14 March 2013

Kenyans to Pay More to Keep Women in County Assemblies

Photo: The Star
AG, Githu Muigai (L), chair Gender and Equity Commission, Winfred Lichuma (C), CJ, Willy Mutunga (R) (file photo).

The National Gender and Equity Commission has warned Kenyans to brace themselves for tough economic times after they failed to elect enough women to the 47 county assemblies.

Commission chair Winfred Lichuma said none of the 47 counties reached the two thirds gender threshold.

"What it means is that we will have a third of women being nominated using the political party list. This will have to eat into the tax payers' pockets because we need to sustain the women who will be nominated into county assemblies," said Lichuma.
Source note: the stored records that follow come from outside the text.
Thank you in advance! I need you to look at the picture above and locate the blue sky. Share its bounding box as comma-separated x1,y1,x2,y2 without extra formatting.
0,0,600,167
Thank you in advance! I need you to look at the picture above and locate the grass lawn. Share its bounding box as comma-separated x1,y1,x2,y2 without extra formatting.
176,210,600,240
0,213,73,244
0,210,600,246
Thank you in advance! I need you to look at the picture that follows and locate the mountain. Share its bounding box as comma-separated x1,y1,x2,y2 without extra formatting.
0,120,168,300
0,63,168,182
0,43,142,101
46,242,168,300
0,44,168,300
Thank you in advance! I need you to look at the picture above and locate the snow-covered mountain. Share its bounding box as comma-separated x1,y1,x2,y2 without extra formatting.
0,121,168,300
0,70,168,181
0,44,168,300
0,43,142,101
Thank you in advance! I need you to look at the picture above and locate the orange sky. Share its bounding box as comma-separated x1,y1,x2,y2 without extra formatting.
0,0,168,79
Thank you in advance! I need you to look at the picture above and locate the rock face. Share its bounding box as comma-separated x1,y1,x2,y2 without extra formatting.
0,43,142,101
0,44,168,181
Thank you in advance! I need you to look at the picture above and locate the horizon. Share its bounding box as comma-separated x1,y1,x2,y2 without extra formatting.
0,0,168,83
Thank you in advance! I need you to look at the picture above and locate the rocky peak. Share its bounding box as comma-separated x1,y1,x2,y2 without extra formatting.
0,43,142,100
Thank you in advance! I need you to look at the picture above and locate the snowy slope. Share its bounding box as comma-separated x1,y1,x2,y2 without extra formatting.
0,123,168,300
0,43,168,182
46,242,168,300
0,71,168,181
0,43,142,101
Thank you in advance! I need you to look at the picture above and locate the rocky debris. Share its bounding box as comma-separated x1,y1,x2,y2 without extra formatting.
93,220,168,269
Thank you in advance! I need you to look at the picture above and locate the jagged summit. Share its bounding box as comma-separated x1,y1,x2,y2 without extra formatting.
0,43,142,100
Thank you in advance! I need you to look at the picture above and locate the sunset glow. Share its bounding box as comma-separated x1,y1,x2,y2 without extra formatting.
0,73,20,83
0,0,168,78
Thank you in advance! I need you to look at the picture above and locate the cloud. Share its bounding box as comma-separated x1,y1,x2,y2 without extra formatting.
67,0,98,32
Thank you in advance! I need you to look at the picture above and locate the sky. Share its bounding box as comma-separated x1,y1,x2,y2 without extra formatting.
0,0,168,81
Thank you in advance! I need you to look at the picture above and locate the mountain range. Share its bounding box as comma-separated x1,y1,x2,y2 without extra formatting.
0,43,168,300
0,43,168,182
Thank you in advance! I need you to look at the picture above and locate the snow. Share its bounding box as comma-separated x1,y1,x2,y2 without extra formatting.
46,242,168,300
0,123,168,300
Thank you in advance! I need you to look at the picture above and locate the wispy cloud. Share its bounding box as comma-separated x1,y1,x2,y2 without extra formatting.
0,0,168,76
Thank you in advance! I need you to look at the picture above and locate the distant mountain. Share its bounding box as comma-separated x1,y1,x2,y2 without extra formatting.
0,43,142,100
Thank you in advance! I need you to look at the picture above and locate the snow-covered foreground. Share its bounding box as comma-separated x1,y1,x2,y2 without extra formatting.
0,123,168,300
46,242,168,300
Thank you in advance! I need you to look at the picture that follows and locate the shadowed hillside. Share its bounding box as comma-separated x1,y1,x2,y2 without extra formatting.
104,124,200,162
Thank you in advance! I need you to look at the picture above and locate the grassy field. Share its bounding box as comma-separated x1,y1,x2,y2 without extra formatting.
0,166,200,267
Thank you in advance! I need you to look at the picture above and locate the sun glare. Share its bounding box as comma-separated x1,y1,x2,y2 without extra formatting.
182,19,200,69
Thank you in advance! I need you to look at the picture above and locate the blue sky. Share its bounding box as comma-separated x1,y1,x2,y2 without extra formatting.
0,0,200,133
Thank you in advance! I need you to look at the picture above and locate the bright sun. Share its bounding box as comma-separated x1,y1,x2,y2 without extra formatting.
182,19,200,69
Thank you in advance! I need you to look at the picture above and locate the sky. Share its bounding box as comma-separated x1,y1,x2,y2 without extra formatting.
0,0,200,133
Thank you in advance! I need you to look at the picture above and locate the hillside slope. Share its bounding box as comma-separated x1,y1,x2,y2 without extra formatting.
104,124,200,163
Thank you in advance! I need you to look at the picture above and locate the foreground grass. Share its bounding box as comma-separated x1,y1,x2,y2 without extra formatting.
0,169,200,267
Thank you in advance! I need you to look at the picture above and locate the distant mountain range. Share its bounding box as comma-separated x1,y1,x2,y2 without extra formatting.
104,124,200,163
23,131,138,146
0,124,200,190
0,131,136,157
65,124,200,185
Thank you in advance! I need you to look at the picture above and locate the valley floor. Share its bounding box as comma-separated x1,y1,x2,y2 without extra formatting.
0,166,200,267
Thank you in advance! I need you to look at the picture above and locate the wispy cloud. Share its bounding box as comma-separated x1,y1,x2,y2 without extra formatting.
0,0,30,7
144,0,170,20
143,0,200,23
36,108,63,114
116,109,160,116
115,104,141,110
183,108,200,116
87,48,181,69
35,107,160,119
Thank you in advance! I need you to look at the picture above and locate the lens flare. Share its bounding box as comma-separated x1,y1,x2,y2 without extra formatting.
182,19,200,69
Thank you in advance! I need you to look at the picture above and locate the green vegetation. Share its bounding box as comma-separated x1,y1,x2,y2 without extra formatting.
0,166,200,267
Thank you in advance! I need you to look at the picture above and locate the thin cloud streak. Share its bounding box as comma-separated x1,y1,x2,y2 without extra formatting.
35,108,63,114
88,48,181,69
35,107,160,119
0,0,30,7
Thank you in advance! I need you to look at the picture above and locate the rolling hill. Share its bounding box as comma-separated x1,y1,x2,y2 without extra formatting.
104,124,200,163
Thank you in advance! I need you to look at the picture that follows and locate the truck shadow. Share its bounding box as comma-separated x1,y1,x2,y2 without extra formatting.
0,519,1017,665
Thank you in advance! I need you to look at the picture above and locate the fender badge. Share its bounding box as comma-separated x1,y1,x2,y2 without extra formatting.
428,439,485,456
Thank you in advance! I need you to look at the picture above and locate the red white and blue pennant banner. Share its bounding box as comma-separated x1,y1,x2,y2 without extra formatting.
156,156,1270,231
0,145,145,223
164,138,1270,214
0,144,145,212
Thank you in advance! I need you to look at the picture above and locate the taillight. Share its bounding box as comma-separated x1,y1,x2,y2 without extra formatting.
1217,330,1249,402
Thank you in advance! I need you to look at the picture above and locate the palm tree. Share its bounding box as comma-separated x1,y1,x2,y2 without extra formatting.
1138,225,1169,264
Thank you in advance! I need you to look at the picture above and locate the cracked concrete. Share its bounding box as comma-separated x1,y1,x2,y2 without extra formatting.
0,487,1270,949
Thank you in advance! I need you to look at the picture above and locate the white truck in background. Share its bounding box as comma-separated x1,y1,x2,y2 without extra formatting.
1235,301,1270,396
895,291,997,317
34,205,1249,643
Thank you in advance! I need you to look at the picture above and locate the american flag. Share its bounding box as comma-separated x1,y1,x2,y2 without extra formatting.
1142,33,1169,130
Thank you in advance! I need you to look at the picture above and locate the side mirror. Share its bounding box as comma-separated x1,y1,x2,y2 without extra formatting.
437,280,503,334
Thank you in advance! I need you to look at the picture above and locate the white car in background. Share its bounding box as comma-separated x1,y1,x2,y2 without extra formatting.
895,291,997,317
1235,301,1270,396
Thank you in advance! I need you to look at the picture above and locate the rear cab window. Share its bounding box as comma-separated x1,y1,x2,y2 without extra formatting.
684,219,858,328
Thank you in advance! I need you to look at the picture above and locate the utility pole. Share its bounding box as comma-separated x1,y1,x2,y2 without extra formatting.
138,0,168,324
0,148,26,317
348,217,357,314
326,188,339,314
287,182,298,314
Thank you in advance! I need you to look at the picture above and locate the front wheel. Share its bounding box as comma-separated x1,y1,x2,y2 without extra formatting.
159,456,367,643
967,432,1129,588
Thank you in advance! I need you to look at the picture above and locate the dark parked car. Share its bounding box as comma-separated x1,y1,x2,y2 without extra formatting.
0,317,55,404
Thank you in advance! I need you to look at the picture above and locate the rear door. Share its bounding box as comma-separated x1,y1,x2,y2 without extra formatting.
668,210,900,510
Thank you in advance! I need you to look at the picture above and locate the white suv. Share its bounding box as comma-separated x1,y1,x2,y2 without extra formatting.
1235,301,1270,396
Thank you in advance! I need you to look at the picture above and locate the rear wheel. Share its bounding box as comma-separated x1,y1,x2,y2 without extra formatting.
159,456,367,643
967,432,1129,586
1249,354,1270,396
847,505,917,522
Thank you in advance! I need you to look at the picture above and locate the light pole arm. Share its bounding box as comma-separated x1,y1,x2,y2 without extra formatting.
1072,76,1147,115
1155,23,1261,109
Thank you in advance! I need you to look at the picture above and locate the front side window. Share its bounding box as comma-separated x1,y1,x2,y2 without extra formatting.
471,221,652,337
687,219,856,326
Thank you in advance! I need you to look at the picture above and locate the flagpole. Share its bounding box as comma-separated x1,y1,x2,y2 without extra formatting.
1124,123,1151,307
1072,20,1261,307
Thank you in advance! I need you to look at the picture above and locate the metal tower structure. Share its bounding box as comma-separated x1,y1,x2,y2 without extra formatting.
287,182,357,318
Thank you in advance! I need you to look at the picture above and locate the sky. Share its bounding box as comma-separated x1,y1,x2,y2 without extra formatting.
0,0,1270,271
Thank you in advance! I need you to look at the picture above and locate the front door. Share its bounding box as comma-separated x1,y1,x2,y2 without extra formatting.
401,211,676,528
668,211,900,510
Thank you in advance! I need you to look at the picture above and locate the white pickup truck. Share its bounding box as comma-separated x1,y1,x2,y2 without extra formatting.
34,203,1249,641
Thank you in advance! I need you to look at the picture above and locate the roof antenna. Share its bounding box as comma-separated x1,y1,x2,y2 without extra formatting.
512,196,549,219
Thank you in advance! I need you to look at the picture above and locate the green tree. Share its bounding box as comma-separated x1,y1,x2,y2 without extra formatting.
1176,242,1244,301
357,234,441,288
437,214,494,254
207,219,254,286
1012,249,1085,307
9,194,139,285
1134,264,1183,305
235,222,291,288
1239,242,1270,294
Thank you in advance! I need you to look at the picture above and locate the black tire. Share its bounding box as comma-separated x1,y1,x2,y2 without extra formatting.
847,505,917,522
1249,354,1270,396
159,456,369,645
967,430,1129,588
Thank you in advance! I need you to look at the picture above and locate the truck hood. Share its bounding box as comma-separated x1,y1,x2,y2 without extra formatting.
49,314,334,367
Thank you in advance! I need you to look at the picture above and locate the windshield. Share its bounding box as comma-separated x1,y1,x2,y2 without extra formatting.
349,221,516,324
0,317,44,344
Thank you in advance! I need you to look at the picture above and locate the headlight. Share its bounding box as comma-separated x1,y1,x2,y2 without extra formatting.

She was addressing a press conference in Mombasa on Tuesday evening. The third gender rule is a constitutional requirement.

In December last year, the court ruled that the rule would be applied progressively after Attorney General Githu Muigai sought an interpretation of whether the rule will be realised immediately.

Lichuma said the court's interpretation meant the rule would not apply only to the National Assembly and Senate but also the county assembly. "There will be no county assembly that will lack the third gender rule," she said.

No woman was elected either governor or senator in all the 47 counties although a few running mates were women. At the senate, 18 seats are reserved for the women at the nomination level.

"As an institution, we want to move very fast, have our training with governors to begin appreciating the power of mainstreaming gender," said Lichuma.

She said the 16 elected women MPs from the 290 constituencies and the 47 county women representatives and the six slots for women nominated to Parliament is a positive start.